Voici donc ce qui ressort de tout cela :
Cette analyse ne tient pas compte des cyclomoteurs, des motos hors route (motocross), des VTT ou de décès survenus lors de courses sanctionnées. Cependant, elle inclut les motos de type SPYDER et Tryke qui, pourtant, demandent une classe 6 E, classe qui exige d’être titulaire d’une classe 5 (véhicule de promenade) et d’aller suivre une formation de 7 heures (théorique et pratique) suivi d’une évaluation d’une heure. Dans ce rapport, parmi les 189 décès survenus entre 2013 et 2016, 5 prenaient place sur une moto à 3 roues. Une autre victime est décédée à bord d’un Campagna T-Rex, immatriculé aussi comme une moto!

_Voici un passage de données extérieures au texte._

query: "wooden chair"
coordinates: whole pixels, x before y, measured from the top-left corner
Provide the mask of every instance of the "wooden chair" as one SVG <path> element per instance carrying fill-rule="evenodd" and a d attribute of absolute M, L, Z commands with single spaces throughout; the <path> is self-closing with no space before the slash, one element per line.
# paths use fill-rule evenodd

Dans la majorité des cas, on retrouve des hommes au guidon. 154 hommes versus 15 femmes étaient au guidon de la motocyclette. Les 20 autres décès, ce sont des passagers qui sont les victimes. Les femmes représentent 15% des gens ayant une classe moto et on retrouve 8,9% qui sont décédées parmi le tragique événement.
Parlons maintenant de tranches d’âges qui sont le plus touchées. Les tranches 45-54 et 55-64 ans sont exæquo à 21,2% suivi de très près par le groupe 25-34 ans à 20,6%. (40 décès pour les 2 premiers groupes et 39 pour le dernier). Ceci nous donne une moyenne d’âge de 44,7 ans. Maintenant, si nous appliquons le type de moto impliquée, les chiffres s’avèrent révélateurs. En effet, la moyenne d’âge des gens au guidon d’une moto dite régulière par la SAAQ est de 49,1 ans alors que les motos dites à risques, la moyenne d’âge est de 32 ans.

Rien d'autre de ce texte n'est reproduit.